Voll Grausen dachte Aziz an seine Behausung. Es war eine klägliche Bretterbude, in der Nähe eines etwas zweifelhaften Basars gelegen. Sie bestand im Grunde nur aus einem einzigen Raum, und der war obendrein noch von kleinen schwarzen Fliegen verseucht. »Oh, aber nun wollen wir lieber von etwas anderem reden«, rief er aus. »Ich wünschte, ich wäre hier zu Hause. Was für ein herrlicher Raum! Lassen Sie ihn uns eine kleine Weile gemeinsam bewundern. Diese Kurven hier am unteren Ende der Bogentüren – welche Zierlichkeit! Es ist die Architektur von Frage und Antwort. Mrs. Moore – hier befinden Sie sich tatsächlich in Indien – es ist mein voller Ernst.« Der Raum löste ihm die Zunge. Es war ursprünglich ein Audienzsaal, der im achtzehnten Jahrhundert für einen hohen Beamten angelegt worden war und der trotz seiner Holzwände Fielding an die Loggia de’ Lanzi in Florenz erinnert hatte. Kleine, nun im europäischen Stil ausgestattete Zimmer klammerten sich zu beiden Seiten daran fest, aber in der Mittelhalle war nichts von Tapeten oder von Glas zu sehen, und vom Garten her wehte es unaufhörlich herein. Man saß gewissermaßen im Freien, wie auf einer Bühne, unmittelbar unter den Augen der Gärtner, die auf die Vögel einbrüllten, und des Mannes, der den großen Teich gepachtet hatte, um Wassernuss darin zu züchten. Fielding verpachtete auch die Mangobäume – man ahnte nicht, wer gerade eintreten mochte –, und Tag und Nacht hockten seine Diener auf den Stufen der Vortreppe, um etwaiges Diebsgesindel abzuschrecken. Ja, es war wirklich ein schöner Raum, und der Engländer hatte ihn nicht entstellt, während Aziz in einer Anwandlung von westlichem Dekorationsbedürfnis Kitschbilder an die Wand gehängt haben würde. Und doch bestand auch nicht der geringste Zweifel, wer in Wahrheit Eigentümer des Saales war …
»Hier sitze ich und spreche Recht. Eine arme Witwe, der man das letzte Scherflein geraubt hat, kommt zu mir, und ich schenke ihr fünfzig Rupien, einer anderen hundert, und so fort. Ja, das würde ich wirklich gern.«
Mrs. Moore lächelte und dachte an das moderne Verfahren der Rechtsprechung, wie es in der Person ihres Sohnes verkörpert war. »Ich fürchte, Ihr Vorrat an Rupien wird bald erschöpft sein«, sagte sie.
»Aber keineswegs.
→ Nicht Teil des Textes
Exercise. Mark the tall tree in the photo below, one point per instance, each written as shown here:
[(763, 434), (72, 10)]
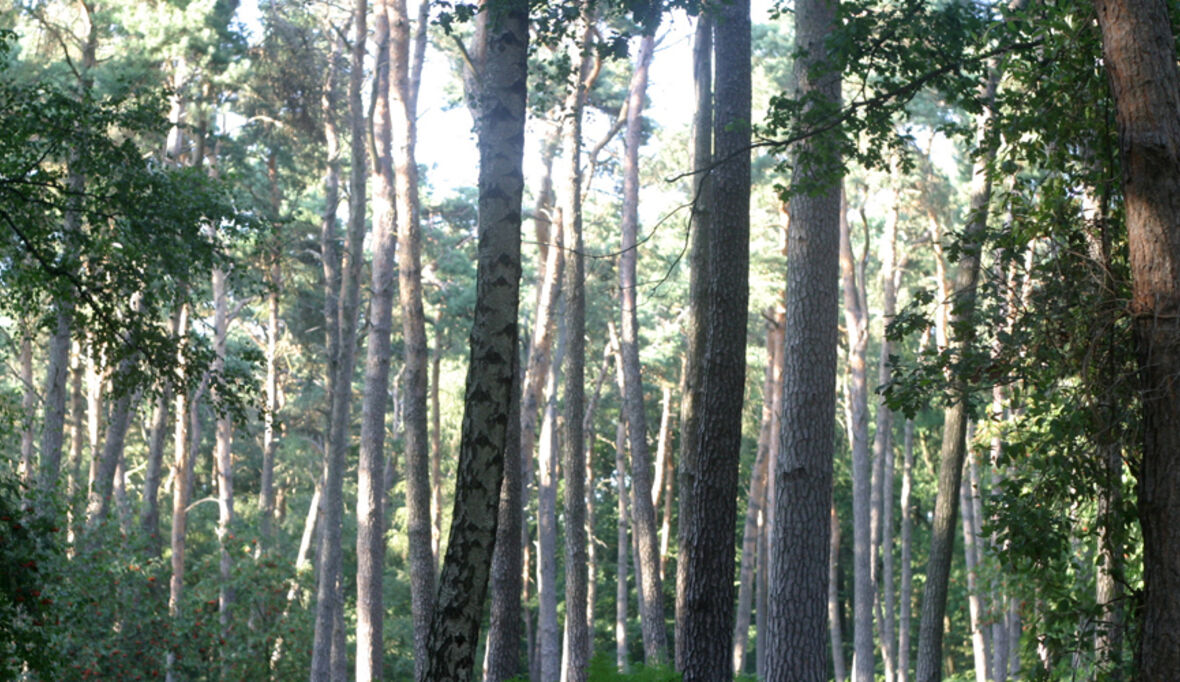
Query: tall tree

Gott würde mir immer neue schenken, sobald er sähe, dass ich selbst welche wegschenkte. Immerzu schenken wie der Nawab Bahadur. Das tat auch mein Vater, und darum starb er so arm.« Und mit einer Gebärde den Raum umkreisend, bevölkerte er ihn mit Gerichtsschreibern und -beamten, die alle wohlgesinnt waren, weil sie vor so langer Zeit lebten. »Ja, hier würden wir also zu Gericht sitzen, schenkend und immer wieder schenkend – auf einem Teppich statt auf Stühlen, denn das ist der Hauptunterschied zwischen damals und heute, aber niemals würden wir einen Menschen bestrafen.«
Die beiden Damen nickten.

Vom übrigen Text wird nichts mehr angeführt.